C-3092/2022 Page 37 9.1 Enfin, le recourant invoque l’art. 10 al. 1 Cst. qui garantit que tout être humain a droit à la vie, arguant que le refus de l’inscrire sur la liste d’attente porte atteinte à sa vie et précisant que la décision attaquée ne concerne pas encore l’attribution d’un organe mais uniquement l’inscription sur la liste d’attente. Aux termes de cette décision, toute possibilité d’être un jour transplanté de poumons, organes vitaux, lui serait niée. Or, il a un besoin vital d'une telle transplantation, puisqu'il a de graves difficultés respiratoires comme en témoignent son dossier médical. 9.2 A cet égard, la Cour de céans constate que nul ne peut se prévaloir d’un droit à l’attribution d’un organe (art. 17 al. 1 et 4 de la loi sur la transplantation) respectivement à une inscription sur la liste d’attente nonobstant des contre-indications durables à une re-transplantation. Au demeurant, la décision litigieuse est principalement fondée sur la non- adhésion durable du patient à son traitement, laquelle n’est pas irréversible. 10. Compte tenu de ce qui précède, il n’y a pas lieu de donner suite à la requête de l’autorité inférieure tendant à la tenue d’une audience ou à la production d’un second avis médical auprès d’un centre de transplantation pulmonaire indépendant, la Cour de céans considérant, à l’issue d’une appréciation anticipée des preuves, que les mesures d’instruction requises ne pourraient l'amener à modifier son opinion (ATF 145 I 167 consid. 4.1; 142 III 48 consid. 4.1.1; 140 I 285 consid. 6.3.1; arrêt du TF 1C_89/2021 du 6 septembre 2021 consid. 3.1). 11. Au regard de ce qui précède, le recours se révèle mal fondé. 11.1 Vu l’issue de la procédure, les frais de celle-ci, fixés à 800 francs, sont mis à la charge du recourant (art. 63 al. 1 PA). Ils sont compensés avec l’avance de frais, d’un même montant, dont il s’était acquitté (pce TAF 5). 11.2 Dans la mesure où le recourant succombe, il n’y a pas lieu de lui allouer une indemnité à titre de dépens (art. 7 al. 1 a contrario du règlement du 21 février 2009 concernant les frais, dépens et indemnités fixés par le Tribunal administratif fédéral [FITAF; RS 173.320.2]). L’autorité inférieure n’a quant à elle pas droit à des dépens (art. 7 al. 3 FITAF). 12. Le présent arrêt est définitif, la voie du recours en matière de droit public
C-3092/2022 Page 38 au Tribunal fédéral n'étant pas ouverte contre les décisions en médecine de transplantation portant sur l’inscription sur la liste d’attente (cf. art. 83 let. q ch. 1 LTF).

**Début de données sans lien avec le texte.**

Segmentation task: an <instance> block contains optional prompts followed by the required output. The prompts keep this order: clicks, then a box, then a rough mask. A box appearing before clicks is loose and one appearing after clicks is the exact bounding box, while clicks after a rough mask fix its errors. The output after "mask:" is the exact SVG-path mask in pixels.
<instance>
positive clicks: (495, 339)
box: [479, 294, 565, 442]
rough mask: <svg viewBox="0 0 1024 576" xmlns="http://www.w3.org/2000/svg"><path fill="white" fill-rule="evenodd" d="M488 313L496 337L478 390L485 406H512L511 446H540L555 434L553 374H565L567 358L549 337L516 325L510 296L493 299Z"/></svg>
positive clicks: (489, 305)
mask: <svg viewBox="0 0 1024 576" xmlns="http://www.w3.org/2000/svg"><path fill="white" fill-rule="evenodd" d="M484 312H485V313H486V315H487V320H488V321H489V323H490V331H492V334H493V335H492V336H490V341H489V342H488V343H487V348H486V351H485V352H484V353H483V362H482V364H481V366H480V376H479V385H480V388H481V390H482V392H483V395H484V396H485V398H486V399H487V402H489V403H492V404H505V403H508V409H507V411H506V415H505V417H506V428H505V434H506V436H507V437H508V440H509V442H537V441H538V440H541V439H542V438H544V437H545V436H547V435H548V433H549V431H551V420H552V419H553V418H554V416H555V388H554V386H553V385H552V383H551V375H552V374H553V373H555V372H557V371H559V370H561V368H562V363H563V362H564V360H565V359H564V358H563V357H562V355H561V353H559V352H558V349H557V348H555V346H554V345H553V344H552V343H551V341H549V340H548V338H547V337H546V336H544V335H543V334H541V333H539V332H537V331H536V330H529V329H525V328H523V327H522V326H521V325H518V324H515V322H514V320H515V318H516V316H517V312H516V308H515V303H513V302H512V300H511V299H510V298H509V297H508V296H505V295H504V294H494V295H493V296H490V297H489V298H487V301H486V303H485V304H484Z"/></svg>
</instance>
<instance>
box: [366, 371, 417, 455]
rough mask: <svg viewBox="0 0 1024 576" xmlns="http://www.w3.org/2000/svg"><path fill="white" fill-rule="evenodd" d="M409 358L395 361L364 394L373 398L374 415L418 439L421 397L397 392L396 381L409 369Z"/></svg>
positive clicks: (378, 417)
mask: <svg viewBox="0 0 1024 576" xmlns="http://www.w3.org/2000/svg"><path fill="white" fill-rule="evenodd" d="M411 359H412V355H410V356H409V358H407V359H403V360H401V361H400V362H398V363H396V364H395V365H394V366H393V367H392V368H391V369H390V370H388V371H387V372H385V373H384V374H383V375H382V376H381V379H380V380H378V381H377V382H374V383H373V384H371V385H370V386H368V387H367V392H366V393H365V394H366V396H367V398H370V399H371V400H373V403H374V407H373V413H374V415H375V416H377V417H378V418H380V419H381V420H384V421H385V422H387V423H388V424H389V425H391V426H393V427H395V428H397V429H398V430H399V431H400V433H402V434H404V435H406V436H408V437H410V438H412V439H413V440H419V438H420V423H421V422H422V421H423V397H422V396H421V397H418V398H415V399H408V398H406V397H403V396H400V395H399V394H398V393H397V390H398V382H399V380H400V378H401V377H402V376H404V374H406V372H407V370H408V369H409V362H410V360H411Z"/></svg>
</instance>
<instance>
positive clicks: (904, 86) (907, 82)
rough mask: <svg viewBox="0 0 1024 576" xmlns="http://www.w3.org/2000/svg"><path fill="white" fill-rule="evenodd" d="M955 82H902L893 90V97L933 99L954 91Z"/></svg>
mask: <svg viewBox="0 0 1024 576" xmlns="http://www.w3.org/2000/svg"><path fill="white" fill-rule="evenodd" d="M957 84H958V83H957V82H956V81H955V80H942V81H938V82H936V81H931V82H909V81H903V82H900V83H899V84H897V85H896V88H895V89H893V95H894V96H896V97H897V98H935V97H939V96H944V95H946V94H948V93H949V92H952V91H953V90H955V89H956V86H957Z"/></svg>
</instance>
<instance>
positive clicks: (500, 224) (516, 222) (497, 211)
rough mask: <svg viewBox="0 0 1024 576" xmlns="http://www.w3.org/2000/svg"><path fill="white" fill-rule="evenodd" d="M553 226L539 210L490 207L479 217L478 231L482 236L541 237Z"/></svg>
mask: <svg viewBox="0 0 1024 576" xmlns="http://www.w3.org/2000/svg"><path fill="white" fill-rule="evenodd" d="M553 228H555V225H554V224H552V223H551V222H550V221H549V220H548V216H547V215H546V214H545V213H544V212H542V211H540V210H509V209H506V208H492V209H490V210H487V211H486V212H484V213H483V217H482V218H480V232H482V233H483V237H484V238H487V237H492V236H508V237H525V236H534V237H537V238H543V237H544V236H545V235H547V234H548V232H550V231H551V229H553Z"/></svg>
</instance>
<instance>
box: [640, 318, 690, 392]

(Le dispositif figure sur la page suivante.)
C-3092/2022 Page 39 Par ces motifs, le Tribunal administratif fédéral prononce : 1. Le recours est rejeté. 2. La requête de l’autorité inférieure tendant à la tenue d’une audience ou à la mise en œuvre d’un second avis médical auprès d’un centre de trans- plantation pulmonaire indépendant est rejetée. 3. Les frais de procédure, d’un montant de 800 francs, sont mis à la charge du recourant. Ils sont compensés avec l’avance de frais, d’un même montant, versée en cause. 4. Il n'est pas alloué de dépens. 5. Le présent arrêt est adressé au recourant, à l’autorité inférieure et à l’OFSP.